I just bought business class from DXB<>IAD today for $5000. I could have booked the same exact segment with a stopover in DXB from Mumbai or New Delhi for $2700 - That just blows my mind, but like some have pointed out - there is some flawed business logic here.

Next step for me - visa for india so i can do my transit for the next trip out.


----------



## Edino (Sep 22, 2013)

Fares from Dubai are always high with Emirates, because it not their focus. They focus on transfers and arrivals....

Emirates has some very good pricing on flghts to Dubai. I managed to buy business class return tickets from Amsterdam to Dubai on the A380 for just about 1300euro back in January. KLM on the other hand would charge at least 600euro more, for less comfort and service... Emirates for me always.


----------



## crt454 (Sep 3, 2012)

You pay for what you get, i paid originally $1100 round trip from Dbx to Seattle non stop 15 hr flight, then 3 days before my flight they offered me business class for 1000$ Which I accepted,can't beat that, sorry but I wouldn't fly with no other airline then emirates, there the best hands down.


----------



## Desert_Fever (Apr 13, 2013)

crt454 said:


> You pay for what you get, i paid originally $1100 round trip from Dbx to Seattle non stop 15 hr flight, then 3 days before my flight they offered me business class for 1000$ Which I accepted,can't beat that, sorry but I wouldn't fly with no other airline then emirates, there the best hands down.

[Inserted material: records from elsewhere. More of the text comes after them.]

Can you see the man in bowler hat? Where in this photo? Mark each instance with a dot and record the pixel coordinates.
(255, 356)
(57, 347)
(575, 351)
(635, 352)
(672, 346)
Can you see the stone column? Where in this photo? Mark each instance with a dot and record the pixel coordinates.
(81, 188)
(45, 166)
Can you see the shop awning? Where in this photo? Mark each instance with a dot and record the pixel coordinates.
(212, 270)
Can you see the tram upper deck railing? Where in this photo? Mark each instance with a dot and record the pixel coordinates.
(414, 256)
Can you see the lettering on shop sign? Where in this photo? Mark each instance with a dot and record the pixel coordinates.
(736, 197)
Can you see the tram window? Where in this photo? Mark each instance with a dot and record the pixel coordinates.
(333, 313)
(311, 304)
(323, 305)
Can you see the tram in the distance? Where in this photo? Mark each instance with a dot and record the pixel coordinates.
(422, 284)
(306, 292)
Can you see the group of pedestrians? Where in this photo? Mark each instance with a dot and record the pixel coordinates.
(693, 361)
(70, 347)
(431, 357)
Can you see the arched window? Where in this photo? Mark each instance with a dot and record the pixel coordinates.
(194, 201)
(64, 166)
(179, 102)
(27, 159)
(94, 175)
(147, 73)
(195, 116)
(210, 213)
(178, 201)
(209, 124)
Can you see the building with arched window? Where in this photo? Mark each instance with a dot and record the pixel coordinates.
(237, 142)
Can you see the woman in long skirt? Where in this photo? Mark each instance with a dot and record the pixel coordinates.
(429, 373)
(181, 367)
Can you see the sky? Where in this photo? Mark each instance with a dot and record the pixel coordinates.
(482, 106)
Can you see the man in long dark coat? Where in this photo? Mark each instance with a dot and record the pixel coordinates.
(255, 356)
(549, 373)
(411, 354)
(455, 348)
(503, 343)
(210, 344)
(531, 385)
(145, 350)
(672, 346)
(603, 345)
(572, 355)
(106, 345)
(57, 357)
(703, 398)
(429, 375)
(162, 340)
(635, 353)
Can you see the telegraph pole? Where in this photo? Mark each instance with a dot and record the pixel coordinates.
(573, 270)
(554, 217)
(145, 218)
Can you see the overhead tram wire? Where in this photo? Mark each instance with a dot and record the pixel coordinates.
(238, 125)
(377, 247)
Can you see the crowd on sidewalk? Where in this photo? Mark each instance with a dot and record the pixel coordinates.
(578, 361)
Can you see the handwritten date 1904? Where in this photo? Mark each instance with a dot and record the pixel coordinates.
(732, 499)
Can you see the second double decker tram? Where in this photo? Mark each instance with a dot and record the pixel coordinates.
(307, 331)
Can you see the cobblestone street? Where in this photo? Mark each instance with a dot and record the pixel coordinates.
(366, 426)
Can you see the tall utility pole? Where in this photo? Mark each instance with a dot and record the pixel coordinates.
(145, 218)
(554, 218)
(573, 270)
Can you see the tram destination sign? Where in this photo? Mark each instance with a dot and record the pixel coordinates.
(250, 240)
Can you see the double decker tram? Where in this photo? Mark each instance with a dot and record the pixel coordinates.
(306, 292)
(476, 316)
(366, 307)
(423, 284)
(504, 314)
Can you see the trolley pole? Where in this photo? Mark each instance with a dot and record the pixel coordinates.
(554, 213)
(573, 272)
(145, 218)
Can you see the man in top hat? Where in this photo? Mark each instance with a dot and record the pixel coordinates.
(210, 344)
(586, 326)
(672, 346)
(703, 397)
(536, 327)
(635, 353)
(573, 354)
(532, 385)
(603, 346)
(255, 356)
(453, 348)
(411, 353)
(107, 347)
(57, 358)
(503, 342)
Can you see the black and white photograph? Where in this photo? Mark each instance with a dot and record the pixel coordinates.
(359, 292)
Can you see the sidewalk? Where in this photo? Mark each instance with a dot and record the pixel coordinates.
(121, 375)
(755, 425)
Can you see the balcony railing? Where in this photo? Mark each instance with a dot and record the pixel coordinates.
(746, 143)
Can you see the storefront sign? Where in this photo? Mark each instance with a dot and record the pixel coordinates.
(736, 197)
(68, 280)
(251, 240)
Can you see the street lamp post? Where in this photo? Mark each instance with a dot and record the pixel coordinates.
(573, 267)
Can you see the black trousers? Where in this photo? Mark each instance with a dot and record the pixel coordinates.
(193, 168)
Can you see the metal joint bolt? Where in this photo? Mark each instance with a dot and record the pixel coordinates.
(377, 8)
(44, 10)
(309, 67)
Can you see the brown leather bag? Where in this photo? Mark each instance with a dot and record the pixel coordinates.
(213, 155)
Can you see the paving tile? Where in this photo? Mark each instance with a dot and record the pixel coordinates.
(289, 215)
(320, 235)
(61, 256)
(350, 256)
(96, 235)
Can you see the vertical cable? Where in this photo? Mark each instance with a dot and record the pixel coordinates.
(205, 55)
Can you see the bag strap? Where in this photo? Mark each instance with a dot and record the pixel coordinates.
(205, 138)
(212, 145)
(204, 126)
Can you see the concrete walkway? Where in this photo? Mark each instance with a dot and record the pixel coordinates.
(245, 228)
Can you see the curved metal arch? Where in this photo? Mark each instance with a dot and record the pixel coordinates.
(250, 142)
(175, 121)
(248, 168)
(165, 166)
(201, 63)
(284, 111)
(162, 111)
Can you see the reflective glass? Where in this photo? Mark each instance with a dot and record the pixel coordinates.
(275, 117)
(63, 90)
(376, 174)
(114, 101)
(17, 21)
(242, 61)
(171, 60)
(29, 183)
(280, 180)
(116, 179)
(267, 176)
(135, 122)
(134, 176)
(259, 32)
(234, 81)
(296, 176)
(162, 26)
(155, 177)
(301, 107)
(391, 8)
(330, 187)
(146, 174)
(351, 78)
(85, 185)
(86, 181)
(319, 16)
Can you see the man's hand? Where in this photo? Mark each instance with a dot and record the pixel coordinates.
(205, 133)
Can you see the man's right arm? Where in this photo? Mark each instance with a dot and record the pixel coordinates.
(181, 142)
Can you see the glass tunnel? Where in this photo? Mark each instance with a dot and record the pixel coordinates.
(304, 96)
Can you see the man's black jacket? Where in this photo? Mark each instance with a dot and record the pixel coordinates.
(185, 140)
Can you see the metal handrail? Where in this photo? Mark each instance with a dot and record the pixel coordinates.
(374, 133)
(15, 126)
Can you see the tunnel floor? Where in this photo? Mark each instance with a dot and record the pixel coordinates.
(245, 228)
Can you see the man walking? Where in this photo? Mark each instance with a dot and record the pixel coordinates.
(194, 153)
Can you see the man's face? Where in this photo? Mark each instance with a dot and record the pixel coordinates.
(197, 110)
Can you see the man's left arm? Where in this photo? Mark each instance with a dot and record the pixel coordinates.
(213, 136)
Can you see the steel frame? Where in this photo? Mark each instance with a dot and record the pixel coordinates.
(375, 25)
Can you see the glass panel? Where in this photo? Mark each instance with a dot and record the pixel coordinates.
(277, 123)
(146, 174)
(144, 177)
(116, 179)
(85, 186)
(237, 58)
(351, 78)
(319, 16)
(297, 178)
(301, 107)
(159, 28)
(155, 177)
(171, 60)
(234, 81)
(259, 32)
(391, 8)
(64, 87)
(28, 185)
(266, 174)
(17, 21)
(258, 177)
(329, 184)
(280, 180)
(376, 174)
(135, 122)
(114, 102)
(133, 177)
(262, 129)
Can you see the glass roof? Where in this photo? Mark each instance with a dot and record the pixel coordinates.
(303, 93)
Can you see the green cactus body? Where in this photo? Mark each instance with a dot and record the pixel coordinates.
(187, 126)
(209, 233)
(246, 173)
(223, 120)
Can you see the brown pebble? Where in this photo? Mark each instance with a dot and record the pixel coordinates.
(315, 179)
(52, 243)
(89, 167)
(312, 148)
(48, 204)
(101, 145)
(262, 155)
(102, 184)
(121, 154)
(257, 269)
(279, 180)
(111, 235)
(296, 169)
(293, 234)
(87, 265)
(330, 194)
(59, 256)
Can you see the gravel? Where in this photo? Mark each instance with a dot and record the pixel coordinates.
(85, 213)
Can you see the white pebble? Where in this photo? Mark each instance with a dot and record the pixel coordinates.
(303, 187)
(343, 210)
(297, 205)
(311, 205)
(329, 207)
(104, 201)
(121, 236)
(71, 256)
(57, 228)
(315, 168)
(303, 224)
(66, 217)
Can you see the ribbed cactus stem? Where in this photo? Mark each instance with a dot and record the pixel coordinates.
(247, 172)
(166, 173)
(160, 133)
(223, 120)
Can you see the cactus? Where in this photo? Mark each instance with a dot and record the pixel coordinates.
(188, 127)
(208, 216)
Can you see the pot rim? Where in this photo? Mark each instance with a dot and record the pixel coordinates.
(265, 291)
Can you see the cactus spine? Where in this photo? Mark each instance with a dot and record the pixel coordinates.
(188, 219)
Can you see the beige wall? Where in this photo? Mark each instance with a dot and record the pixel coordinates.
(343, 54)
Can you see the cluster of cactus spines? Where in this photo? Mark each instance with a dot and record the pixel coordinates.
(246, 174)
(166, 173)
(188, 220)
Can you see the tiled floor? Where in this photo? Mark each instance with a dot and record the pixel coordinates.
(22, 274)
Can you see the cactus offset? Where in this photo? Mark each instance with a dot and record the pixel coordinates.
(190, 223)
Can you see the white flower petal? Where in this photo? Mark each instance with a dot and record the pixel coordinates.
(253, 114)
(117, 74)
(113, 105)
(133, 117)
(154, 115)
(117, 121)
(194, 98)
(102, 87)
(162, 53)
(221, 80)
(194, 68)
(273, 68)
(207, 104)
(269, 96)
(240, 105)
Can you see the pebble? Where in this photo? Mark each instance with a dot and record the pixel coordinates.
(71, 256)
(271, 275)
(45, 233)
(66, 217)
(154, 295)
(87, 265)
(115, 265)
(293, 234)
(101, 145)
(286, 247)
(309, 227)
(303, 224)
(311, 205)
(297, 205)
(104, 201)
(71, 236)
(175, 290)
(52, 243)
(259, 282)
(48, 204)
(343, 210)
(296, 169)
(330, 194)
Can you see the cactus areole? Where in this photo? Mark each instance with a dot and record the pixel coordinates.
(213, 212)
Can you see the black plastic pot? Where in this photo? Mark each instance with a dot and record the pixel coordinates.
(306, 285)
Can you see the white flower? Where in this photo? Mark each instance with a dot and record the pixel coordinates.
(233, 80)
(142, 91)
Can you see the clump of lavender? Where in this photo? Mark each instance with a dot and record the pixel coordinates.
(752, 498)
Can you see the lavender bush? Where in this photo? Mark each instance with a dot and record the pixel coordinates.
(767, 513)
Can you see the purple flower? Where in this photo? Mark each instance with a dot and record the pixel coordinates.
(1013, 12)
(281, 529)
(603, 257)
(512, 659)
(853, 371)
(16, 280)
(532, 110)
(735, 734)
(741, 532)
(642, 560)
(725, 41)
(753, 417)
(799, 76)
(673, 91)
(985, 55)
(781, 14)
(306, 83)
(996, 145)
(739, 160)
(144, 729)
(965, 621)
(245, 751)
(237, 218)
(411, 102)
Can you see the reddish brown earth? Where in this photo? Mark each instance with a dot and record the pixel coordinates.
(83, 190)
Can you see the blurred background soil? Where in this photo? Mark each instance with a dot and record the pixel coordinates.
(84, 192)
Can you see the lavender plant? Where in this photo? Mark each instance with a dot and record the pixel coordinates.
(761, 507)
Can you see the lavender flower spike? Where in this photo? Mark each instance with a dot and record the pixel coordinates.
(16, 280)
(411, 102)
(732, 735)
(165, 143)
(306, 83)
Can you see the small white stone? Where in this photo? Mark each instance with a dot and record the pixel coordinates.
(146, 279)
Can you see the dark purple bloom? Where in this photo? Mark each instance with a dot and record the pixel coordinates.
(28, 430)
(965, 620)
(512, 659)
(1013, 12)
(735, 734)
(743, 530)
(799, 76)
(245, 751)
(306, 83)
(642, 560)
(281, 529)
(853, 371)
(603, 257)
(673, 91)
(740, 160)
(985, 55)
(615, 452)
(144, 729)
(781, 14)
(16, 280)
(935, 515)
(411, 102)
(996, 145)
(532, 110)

That 1000 dollar upgrade is nice. Too bad it isn't offered as much when you are platinum. You either get upgraded or not.


----------



## The Rascal (Aug 6, 2014)

Another reason that EK fares are higher when you start in DXB is because they're owned by the government, therefore all government and public sector flights are made on EK, it's just spreading money around - it's exactly the same in Abu Dhabi and Qatar.


----------



## Desert_Fever (Apr 13, 2013)

Interesting point


----------